In response to that funding difference, Dane Schiller, spokesperson for the Harris County District Attorney’s Office, said in a statement: “It is crucial that our criminal-justice system be properly funded – the right number of deputies, courthouse staff and prosecutors – and it is up to our elected leaders to set funding priorities.”
Overall, the $2.1 billion budget will be $108 million less than the county had proposed.
The loss of the proposed increases for law enforcement comes after efforts by Texas Comptroller Glenn Hegar that briefly blocked the county from considering its $2.2 billion budget proposal.
The court had moved forward last week with the budgeting process after a lawyer for the state acknowledged in a Travis County courtroom that the comptroller had no authority to block the county from approving its budget. Hegar can take action only after the budget is approved and if it violates a new state law that bars local governments from reducing spending on law enforcement.
See here for the background. Yes, the Republican Commissioners have done this before. The Constitution allows for this form of minority rule. That doesn’t mean I have to respect it. The main thing I will say here is that I never want to hear any Republican whine about “defunding the police” again, not after the ridiculous bullshit we’ve had to endure from the Comptroller and now from these two clowns, who will be fully responsible for cutting the Sheriff and District Attorney’s budgets. Move on to something else, this has lost all meaning.

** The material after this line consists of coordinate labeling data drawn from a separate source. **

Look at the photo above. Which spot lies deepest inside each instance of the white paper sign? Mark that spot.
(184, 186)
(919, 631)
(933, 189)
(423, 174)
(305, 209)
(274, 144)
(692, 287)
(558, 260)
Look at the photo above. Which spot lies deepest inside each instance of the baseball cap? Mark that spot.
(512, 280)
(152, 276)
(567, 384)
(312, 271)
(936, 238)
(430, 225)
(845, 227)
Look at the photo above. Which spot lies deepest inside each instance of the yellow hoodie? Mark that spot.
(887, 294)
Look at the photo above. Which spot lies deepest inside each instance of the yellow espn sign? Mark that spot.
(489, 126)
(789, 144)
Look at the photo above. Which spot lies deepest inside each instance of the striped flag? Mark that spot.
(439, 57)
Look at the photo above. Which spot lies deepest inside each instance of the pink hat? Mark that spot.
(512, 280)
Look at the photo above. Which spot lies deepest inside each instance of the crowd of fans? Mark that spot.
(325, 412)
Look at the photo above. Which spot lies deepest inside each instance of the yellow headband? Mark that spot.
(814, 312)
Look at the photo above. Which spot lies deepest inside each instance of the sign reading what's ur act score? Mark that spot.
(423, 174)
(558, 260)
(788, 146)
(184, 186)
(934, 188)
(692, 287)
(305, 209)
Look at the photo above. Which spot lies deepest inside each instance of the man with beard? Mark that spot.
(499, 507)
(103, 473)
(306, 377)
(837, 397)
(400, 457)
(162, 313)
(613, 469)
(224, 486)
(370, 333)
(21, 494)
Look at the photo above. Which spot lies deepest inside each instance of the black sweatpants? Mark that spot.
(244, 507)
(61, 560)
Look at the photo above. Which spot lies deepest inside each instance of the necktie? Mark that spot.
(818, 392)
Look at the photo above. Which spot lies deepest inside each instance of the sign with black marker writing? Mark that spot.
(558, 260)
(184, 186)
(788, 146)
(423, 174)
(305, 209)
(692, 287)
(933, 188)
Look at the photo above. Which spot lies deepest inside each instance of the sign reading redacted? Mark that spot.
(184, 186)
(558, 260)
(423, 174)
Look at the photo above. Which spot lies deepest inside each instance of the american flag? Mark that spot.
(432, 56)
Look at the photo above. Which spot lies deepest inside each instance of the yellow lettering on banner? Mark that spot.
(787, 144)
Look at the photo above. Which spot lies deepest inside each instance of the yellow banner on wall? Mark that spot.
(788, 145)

When the Democrats fled to New Mexico, I was fine with that. So if the Republicans don’t show up to stop a vote why would I not be fine with that?
You had no disdain for the state democratic house reps when they did the same.
Hypocrite.
Maybe, just maybe, let us look at what was being voted on and whether it was in the public interest to stop the vote. For the the Dem trip out of state, it was. For the County budget, it was not.